The Moscow stock market rallied after stock trading resumed for the first time since it was suspended when the invasion of Ukraine began nearly a month ago, although the United States has called Thursday’s limited reopening a “charade.”

The market initially rose more than 11% when a limited and shortened trading session began on the Moscow Exchange. But the rally lost some momentum, with the Moex Blue Chip Index ending the day up 4.4%.

It was its first session since Feb. 25, when trading was halted after sanctions sent Russian stocks tumbling.

Energy companies and commodity producers are leading the winners, reflecting rising gas, oil and commodity prices since the war began, but some companies exposed to massive sanctions on Russia have fallen.

Only 33 of the 50 ruble-denominated Moex stocks were trading.

The shares trading were buoyed by new restrictions, including a ban on traders selling short shares they do not own, while foreign investors cannot sell shares until April 1.

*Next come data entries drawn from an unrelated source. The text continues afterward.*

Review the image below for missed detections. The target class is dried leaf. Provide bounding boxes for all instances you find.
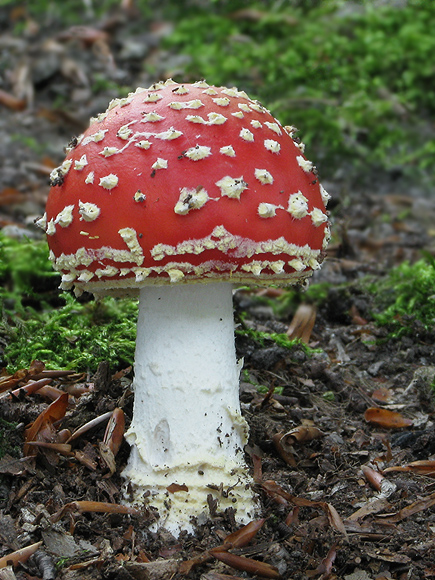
[372,387,393,403]
[67,411,112,443]
[23,393,68,456]
[261,480,346,535]
[364,407,413,429]
[287,304,316,344]
[0,542,42,568]
[305,544,337,580]
[378,493,435,524]
[51,500,139,523]
[211,550,281,578]
[224,518,266,548]
[383,459,435,477]
[272,433,297,467]
[103,407,125,457]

Reports earlier this month that Russia planned to channel up to 1,000,000 rubles (£7.7bn) from its national fund to buy shares could also have encouraged purchases.

The United States has been scathing about Moscow’s attempt to revive equity trading.

“What we see is a charade, an opening of the Potemkin market,” said Daleep Singh, the US deputy national security adviser for international economics, referring to fake villages allegedly created for Russian Empress Catherine the Great for giving the illusion of prosperity.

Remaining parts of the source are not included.